Revisiting a long-admired author

Long ago, just after Bill Clinton had been elected president, he called Walter Mosley one of his favorite authors.

I remember thinking, "Walter who?" Then I went out and got a copy of Devil in a Blue Dress. I was hooked and read many more of his books. Then Mosley spoiled me in 1997 by writing Always Outnumbered, Always Outgunned. It was so good, I nearly stopped reading Mosely's books. He's written over 30 books since '97. I've probably read three or four.

Half Price Books had a Mosley book on the shelf for $5.00. That's less than the cost of a paperback these days. I went for it. The book is All I Did Was Shoot My Man, A Leonid McGill Mystery.

The book jacket touts this as "a tale about what it means to be a family." Family has been a vital part of all the Mosely books I've read and Leonid McGill's family is diverse, troubled, and loosely bound. The woman who hires him, a private detective, to answer some old questions is part of a family that includes her late husband, the man she may have shot.

Mosley
Like the other Mosley main characters I've read about, McGill is nearly overwhelmed by the events and troubles his family gets involved in. It's difficult for me to imagine how this guy functions from day to day. Somehow, in Mosley's story telling, McGill does function and survive, although not always happily.

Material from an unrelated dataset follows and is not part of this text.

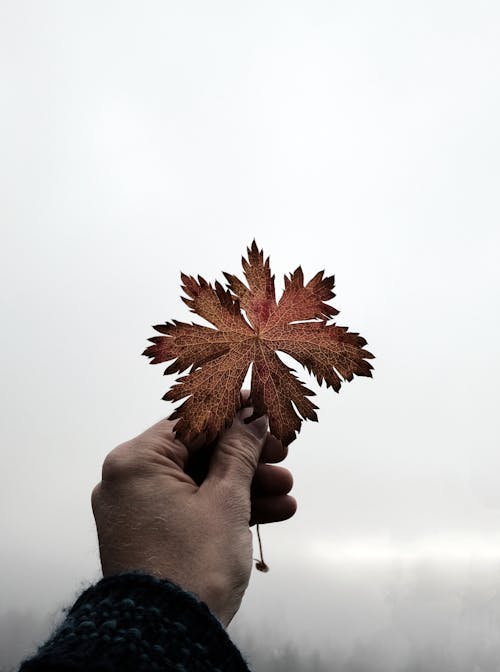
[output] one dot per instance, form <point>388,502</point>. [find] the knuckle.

My imagination may not be adequate to understand everything in the story. After all, I'm an old white guy from small town Minnesota. Mosley could pull the wool over my eyes without half trying as he writes about New York City and the former small time "fixer" that McGill is. But somehow I trust Mosley's perceptions and story telling. This was a good story well told. Check it out at a library near you (or ask for my copy).